Fonte: http://g1.globo.com/rio-de-janeiro/noticia/moradores-do-alemao-acusam-pms-de-invadir-residencias-para-montar-bases.ghtml

Maioria dos países descumpriu meta de reduzir analfabetismo, diz Unesco

Segundo relatório da Unesco divulgado nesta quarta-feira (15), Brasil é um dos 100 de 139 países que não cumpriram a meta. Em 2015, o mundo tinha pelo menos 758 milhões de analfabetos.

De 139 países participantes de um levantamento de dados da Organização das Nações Unidas para a Educação, a Ciência e a Cultura (Unesco), só 39 (ou 28% do total) comprovaram ter cumprido a meta 4 do programa Educação para Todos, que previa a redução de 50% nos índices de analfabetismo até 2015. O Brasil está no grupo de 100 países que descumpriram a meta.

Na terceira edição do Relatório Global sobre Aprendizagem de Adultos e Educação (Grale III, na sigla em inglês), divulgada nesta quarta-feira (15), a Unesco afirmou que, segundo as informações enviadas pelos países, o mundo tinha, em 2015, 758 milhões de adultos sem capacidade de ler e escrever uma simples frase.

Desses, 115 milhões são jovens, ou seja, tinham entre 15 e 24 anos de idade. Isso quer dizer que cerca de 85% dos analfabetos no mundo pertencem a gerações distantes de idades consideradas propícias para a vida escolar e, portanto, que oferecem mais obstáculos para a aprendizagem.

Em 2015, 15% dos analfabetos de 139 países eram jovens, diz relatório da Unesco (Foto: Editoria de Arte/G1) 

O documento se baseia em pesquisas de monitoramento respondidas por 139 estados-membros da Unesco, “com a finalidade de elaborar um retrato diferenciado da situação global da aprendizagem e da educação de adultos (AEA)”. Segundo o relatório, foram avaliados os progressos dos países que assinaram, em 2009, o Marco de Ação de Belém, que inclui propostas de políticas em três áreas: saúde e bem-estar; emprego e mercado de trabalho; e vida social, cívica e comunitária.

Apesar do fracasso no cumprimento da meta, 85% dos países que participaram do levantamento dizem que ” a alfabetização e as habilidades básicas eram uma prioridade principal de seus programas de aprendizagem e educação de adultos”, e 46% deles disseram que “o investimento inadequado ou mal direcionado é um fator importante que impede a aprendizagem e a educação de adultos de causarem impacto maior na saúde e no bem-estar”.

Mulheres sofrem mais

A falta de educação de qualidade para jovens e adultos afeta mais as mulheres do que os homens. Segundo o relatório da Unesco, “a maioria (63%) dos adultos com baixas habilidades de alfabetização é formada por mulheres”. Além disso, os dados mostram que a taxa de meninas fora da escola é mais alta que a de meninos: uma em cada dez meninas (9,7%) não está na educação formal nos 139 países participantes da pesquisa, enquanto a taxa de meninos fora da escola é de 8,3%.
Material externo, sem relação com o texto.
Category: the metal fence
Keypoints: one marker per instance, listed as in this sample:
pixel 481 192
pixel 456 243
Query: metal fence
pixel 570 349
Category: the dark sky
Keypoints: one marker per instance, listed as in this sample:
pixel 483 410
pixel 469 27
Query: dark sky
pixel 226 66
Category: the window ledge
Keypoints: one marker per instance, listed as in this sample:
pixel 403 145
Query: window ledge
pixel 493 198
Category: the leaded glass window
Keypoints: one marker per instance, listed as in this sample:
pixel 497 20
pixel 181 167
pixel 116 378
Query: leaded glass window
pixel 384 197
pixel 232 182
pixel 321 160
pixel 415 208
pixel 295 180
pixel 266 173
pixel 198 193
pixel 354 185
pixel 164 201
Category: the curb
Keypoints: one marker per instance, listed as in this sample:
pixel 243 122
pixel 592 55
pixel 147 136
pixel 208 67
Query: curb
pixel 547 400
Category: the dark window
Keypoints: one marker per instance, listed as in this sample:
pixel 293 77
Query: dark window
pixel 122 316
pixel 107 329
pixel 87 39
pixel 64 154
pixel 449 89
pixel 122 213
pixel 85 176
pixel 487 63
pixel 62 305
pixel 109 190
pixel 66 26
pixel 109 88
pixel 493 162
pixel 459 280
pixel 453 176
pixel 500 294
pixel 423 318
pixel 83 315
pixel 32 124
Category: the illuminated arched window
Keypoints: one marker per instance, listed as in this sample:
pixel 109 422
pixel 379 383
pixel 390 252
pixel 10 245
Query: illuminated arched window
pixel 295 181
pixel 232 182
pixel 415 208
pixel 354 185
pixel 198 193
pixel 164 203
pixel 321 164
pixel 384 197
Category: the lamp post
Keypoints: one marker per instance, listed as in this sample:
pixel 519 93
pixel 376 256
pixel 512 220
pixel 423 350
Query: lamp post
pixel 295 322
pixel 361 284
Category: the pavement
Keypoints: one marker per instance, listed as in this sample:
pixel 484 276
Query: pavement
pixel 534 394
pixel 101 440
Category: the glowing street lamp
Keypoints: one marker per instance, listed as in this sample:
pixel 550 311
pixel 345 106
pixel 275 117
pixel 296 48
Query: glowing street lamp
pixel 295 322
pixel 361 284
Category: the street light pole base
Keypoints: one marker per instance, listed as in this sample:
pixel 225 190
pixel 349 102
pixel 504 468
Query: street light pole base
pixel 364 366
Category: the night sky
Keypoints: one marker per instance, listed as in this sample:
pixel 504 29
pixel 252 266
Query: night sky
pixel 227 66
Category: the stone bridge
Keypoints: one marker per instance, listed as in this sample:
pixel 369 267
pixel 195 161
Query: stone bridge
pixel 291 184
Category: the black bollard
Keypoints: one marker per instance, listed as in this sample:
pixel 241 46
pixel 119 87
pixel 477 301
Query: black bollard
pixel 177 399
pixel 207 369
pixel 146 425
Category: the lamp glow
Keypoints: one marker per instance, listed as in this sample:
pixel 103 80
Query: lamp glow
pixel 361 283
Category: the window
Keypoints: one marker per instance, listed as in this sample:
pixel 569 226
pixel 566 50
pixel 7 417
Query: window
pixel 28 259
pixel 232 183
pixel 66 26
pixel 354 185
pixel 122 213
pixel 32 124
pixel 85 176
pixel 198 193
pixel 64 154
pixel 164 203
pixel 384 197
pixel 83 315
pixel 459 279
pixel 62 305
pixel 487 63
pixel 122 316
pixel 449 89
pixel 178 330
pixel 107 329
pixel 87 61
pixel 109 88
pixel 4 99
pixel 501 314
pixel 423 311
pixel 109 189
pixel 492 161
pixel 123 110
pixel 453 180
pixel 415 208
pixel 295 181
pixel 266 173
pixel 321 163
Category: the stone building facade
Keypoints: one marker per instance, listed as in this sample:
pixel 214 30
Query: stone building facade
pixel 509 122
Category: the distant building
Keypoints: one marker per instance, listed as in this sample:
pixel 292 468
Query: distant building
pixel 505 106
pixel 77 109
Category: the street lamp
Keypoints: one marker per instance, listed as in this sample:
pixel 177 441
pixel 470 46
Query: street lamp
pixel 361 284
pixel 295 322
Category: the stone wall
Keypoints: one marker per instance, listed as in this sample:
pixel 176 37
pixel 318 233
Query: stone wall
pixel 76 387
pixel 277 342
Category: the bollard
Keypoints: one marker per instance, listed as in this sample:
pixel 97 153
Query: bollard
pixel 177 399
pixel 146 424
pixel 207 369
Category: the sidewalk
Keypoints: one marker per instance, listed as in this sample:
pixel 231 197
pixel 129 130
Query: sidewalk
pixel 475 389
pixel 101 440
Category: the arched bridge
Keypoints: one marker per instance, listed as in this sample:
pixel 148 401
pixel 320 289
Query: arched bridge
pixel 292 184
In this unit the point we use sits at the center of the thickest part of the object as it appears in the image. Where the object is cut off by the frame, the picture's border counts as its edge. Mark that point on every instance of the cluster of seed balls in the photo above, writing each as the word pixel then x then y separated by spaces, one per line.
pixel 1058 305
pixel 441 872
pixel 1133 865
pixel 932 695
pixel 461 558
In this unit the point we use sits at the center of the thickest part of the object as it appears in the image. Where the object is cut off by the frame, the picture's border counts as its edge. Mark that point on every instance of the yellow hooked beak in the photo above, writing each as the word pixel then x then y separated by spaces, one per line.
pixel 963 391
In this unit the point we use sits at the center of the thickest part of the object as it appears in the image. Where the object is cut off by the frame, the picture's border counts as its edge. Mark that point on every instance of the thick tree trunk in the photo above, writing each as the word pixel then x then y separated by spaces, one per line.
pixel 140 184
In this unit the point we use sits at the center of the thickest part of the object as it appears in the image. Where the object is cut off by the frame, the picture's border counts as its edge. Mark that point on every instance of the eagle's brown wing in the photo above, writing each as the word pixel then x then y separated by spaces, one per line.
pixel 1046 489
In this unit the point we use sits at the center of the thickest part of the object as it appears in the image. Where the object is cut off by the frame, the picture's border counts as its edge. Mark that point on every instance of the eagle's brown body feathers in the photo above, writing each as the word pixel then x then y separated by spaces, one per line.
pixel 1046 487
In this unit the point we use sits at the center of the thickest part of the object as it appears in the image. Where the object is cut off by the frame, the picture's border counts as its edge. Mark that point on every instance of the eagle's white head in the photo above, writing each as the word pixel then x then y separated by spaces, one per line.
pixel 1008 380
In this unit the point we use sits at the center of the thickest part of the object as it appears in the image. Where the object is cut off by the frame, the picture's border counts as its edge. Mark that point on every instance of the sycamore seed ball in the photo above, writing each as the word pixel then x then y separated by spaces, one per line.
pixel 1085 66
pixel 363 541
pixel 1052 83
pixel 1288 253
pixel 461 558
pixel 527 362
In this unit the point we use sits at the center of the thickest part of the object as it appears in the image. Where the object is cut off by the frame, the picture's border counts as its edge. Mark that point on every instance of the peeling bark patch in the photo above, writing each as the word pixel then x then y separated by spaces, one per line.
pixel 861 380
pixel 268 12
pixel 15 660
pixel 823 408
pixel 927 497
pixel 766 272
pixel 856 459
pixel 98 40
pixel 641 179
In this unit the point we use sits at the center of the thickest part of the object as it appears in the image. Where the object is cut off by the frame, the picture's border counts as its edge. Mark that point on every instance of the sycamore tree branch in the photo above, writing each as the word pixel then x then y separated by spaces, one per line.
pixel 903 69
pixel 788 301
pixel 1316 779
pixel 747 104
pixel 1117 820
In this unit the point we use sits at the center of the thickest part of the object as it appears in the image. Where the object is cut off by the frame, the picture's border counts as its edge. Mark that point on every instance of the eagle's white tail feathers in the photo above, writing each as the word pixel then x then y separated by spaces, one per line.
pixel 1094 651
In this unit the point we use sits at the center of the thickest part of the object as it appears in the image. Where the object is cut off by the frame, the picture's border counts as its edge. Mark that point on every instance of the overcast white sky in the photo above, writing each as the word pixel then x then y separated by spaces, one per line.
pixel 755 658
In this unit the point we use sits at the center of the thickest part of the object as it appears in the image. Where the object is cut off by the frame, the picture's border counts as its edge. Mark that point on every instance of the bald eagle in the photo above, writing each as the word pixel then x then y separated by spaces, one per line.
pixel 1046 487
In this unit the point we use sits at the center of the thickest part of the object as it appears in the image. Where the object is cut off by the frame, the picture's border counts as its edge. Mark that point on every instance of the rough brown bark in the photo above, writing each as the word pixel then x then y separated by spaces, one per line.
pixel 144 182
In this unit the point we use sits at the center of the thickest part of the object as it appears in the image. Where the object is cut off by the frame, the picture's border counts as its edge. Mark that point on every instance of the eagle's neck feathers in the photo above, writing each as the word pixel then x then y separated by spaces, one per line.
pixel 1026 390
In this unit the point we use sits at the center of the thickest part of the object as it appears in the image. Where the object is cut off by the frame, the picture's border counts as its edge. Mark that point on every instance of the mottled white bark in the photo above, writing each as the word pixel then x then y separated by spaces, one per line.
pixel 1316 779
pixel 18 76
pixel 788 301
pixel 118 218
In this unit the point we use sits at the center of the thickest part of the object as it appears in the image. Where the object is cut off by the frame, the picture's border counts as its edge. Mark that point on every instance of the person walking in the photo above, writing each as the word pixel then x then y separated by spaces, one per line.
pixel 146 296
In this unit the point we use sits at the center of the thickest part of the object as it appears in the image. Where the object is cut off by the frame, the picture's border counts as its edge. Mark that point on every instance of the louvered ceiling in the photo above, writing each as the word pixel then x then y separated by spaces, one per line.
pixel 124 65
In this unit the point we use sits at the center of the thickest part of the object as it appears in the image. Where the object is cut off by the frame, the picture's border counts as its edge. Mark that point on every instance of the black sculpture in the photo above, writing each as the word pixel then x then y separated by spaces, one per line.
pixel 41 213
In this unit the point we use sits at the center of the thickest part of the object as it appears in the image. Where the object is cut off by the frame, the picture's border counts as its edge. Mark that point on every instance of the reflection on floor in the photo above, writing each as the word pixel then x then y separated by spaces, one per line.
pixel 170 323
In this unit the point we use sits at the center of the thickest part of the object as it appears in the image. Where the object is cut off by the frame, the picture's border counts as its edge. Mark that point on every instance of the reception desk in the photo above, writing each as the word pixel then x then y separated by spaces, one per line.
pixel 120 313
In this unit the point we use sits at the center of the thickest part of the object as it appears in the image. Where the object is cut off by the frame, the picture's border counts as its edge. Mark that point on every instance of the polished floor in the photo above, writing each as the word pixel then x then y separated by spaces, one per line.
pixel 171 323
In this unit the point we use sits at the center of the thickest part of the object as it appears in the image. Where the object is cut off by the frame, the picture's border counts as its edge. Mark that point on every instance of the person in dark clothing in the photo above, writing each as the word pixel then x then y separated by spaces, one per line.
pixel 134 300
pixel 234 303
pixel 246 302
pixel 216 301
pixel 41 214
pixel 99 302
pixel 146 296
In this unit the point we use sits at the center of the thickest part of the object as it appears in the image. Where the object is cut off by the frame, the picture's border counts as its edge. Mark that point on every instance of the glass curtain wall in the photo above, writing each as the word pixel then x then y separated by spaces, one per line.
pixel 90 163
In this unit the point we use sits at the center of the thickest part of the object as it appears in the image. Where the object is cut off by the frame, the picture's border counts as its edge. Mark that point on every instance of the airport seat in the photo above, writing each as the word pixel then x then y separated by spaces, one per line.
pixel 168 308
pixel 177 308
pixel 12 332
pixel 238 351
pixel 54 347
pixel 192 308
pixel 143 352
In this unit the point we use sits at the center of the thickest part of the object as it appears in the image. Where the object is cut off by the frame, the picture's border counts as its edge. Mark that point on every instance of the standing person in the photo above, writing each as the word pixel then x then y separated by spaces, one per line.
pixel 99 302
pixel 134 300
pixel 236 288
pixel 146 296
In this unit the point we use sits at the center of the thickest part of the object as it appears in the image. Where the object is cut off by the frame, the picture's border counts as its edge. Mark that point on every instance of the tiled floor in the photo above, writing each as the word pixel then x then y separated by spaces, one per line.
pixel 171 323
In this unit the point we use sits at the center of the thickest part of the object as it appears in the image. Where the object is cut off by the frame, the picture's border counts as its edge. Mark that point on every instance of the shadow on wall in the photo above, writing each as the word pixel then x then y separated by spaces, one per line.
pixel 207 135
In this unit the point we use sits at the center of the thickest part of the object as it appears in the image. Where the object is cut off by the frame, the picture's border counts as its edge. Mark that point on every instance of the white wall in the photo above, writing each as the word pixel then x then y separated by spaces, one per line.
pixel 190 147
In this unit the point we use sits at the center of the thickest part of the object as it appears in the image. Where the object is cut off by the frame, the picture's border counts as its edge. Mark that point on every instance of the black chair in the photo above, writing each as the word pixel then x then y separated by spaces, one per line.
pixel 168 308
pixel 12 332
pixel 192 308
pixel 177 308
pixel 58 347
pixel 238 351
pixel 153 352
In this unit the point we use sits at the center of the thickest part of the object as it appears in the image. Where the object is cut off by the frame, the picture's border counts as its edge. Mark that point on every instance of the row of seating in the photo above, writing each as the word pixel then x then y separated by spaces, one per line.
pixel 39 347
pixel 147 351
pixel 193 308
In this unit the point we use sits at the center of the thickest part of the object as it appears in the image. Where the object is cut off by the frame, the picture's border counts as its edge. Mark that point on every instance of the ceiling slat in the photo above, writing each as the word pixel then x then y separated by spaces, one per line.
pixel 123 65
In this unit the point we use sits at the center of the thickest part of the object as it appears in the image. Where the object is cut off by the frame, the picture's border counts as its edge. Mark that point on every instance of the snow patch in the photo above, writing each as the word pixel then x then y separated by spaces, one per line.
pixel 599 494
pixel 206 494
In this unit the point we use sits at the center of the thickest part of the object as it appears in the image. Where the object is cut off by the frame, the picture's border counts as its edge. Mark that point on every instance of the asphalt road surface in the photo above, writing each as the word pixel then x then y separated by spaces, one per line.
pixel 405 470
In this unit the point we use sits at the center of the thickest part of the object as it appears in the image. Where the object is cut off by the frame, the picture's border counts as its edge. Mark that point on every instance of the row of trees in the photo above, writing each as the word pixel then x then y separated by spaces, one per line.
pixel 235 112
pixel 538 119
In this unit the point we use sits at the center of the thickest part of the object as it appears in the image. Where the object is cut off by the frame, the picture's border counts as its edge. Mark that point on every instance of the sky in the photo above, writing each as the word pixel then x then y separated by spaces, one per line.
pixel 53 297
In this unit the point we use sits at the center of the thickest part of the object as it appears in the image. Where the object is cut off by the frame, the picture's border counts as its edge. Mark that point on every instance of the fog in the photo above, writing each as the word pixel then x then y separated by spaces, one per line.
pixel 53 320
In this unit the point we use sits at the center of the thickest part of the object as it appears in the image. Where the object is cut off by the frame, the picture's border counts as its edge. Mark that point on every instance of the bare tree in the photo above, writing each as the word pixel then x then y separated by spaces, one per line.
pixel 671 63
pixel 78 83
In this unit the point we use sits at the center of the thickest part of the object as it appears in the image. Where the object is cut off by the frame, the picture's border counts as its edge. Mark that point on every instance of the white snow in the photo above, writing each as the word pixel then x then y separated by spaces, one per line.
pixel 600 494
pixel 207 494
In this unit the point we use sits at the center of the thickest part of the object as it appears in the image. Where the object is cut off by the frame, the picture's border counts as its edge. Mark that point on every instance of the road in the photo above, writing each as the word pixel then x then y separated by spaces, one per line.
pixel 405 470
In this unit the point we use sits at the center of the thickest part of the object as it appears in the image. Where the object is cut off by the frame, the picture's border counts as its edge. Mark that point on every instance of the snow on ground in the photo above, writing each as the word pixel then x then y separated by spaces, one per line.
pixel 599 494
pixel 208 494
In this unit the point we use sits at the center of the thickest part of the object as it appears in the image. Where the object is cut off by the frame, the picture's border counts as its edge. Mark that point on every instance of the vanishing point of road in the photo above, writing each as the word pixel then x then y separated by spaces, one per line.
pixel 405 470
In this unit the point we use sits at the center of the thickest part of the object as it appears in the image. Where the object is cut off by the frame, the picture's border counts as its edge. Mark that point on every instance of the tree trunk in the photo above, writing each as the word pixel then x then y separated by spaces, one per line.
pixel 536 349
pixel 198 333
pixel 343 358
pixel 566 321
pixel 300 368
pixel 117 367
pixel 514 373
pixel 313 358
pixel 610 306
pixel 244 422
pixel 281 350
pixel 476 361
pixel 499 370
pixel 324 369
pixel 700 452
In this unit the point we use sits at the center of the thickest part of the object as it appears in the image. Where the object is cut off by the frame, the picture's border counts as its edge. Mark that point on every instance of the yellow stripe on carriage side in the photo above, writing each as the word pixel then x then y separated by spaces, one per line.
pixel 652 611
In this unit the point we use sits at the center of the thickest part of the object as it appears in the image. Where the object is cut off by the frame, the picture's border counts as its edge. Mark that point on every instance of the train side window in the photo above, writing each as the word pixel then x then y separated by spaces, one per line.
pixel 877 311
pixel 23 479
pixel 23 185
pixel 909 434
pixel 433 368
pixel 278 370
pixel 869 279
O órgão afirma que “a educação é essencial para a dignidade e os direitos humanos, e é uma força para o empoderamento” e que “a educação de mulheres também tem grandes impactos nas famílias e na educação das crianças, influenciando o desenvolvimento econômico, a saúde e o engajamento cívico de toda a sociedade”.

Mulheres sofrem mais do que homens com o analfabetismo, segundo relatório da Unesco (Foto: Editoria de Arte/G1)Mulheres sofrem mais do que homens com o analfabetismo, segundo relatório da Unesco (Foto: Editoria de Arte/G1)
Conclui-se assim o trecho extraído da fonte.